The Olympic trials have gotten under my skin. Love watching the exhilaration of those who win a ticket to Beijing. Hate seeing the disappointment of those who lose a coveted spot on their national team by a few points, an untimely injury, or some other twist of fate. Keep thinking about how much these athletes and their families have sacrificed for a few moments that will either put them into the international spotlight– or send them back into relative obscurity.
Have also wondered about the kind of pressure that must be on the kids who are being coached by a former Olympian who also happens to be their parent.
Struggling for a limited number of spots on each team. With countless factors that can turn a few moments into the fulfillment of a life long dream– or a nightmare. Can’t figure out whether this is something to celebrate– or just way too much pressure. On the other hand, it bears a haunting resemblance to the life we are all destined to live.
While following the stories of some of the athletes, I’ve been reminded of how competitive life is not only for these Olympic hopefuls, but for all of us. The struggle for limited resources shows up in just about every area of our lives. Applying for a job or a school, supporting a political candidate, building a business, beating the crowd, winning an argument, hunting for a parking place, negotiating a price on a car or a house, these are only the beginning of the countless ways by which we intentionally or unintentionally compete with those around us.
But the ever present reminders that we are living in a competitive world are more than a fact of life. It also can morph into a matter of faith. When winning seems like everything to us, then it’s also possible that whatever we are trying to win has become a god.
The alternative is to use our unavoidable struggle for limited resources as an opportunity to depend on a God of unlimited capacity– to provide for us– whether we win or lose.
Seems to me that nowhere is trust in an unlimited Provider– in an environment of limited resources– better illustrated than in Jesus’ confrontation with the devil in a barren Judaean Wilderness. According to the 4th chapter of Matthew, the Spirit led Jesus into a place of extreme conditions to be tempted by the devil. After not eating for 40 days,
Satan urges Jesus to prove that he’s the Son of God by using his power to turn stones into bread. If Jesus does it, he takes provision into his own hands, and follows the prompting of Satan, rather than his Father in heaven. In our competitive world that’s probably the equivalent of being tempted to cheat, fudge, and break the rules of the game. It would also be like saying, we deserve whatever we can get– by whatever means– because if we don’t take care of ourselves, who will?

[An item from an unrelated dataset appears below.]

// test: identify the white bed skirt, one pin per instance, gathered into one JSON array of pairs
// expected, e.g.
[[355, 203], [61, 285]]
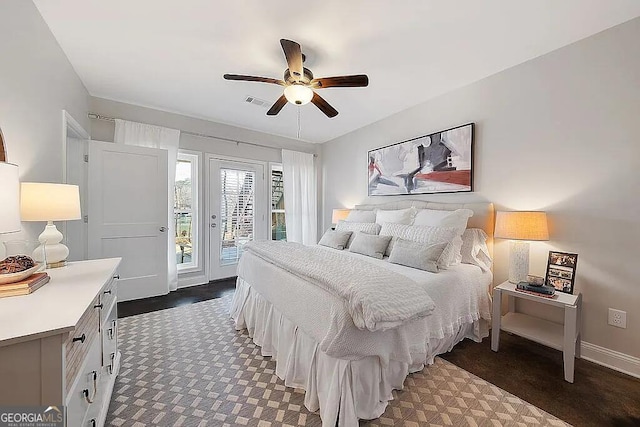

Jesus responds by quoting the Scripture which says, “Man does not live by bread alone, but by every word (of provision) that comes out of the mouth of God.” Remembering that our real significance, satisfaction, and security come from the mouth of God rather than from our own decisions is the confidence we all need in the competitive heat of temptation.
When it’s clear that Jesus isn’t going to turn rocks into bread,
Satan takes Jesus to a high place, and suggests that he jump to prove his relationship to the Father in heaven. The devil even pulls a quote from the 91st Psalm to suggest that if Jesus really is the Son of God, the Father will send angels to catch him before he hits the ground. The proposition is designed to prompt a physically weakened Jesus to force the hand and timing of his Father’s care.
In our own struggle for a job, an education, or a troubled relationship, that might be like the temptation to declare our faith in such a way as to put God’s reputation on the line to prove, on our terms, and in our time, that he will keep his promises to care for us.
Jesus responds by quoting the Scriptures that say, “It is written, you shall not tempt (or i.e. test) the Lord your God.” He knew that it is not our place to put God to the test– on our terms, and by our sense of time.
Satan makes his ultimate proposition. He takes Jesus to a high mountain, shows him the kingdoms of the world, and tells Jesus that if he will just bow down and worship him (the devil), he will give Jesus the world without a fight.
The implication seems to be that if Jesus would simply let Satan be god for a moment, Jesus could have the whole world without having to complete his mission of suffering. In our competitive world, that is probably like taking money under the table for a contract or to fix the outcome of a game– without realizing that we are really saying something about who our god is in the process.
Jesus responded by quoting the Scriptures (Deuteronomy) a third time. He said, “For it is written, ‘You shall worship the LORD your God, and Him only you shall serve.” Jesus’ refuses to bow to any Provider other than his Father in heaven.
I know this has gotten a little long, but what has happened is that, while getting caught up in the emotion and drama of the Olympic Trials, I’ve heard a faint echo of a far greater competition that we are all involved with– together with our God– every day.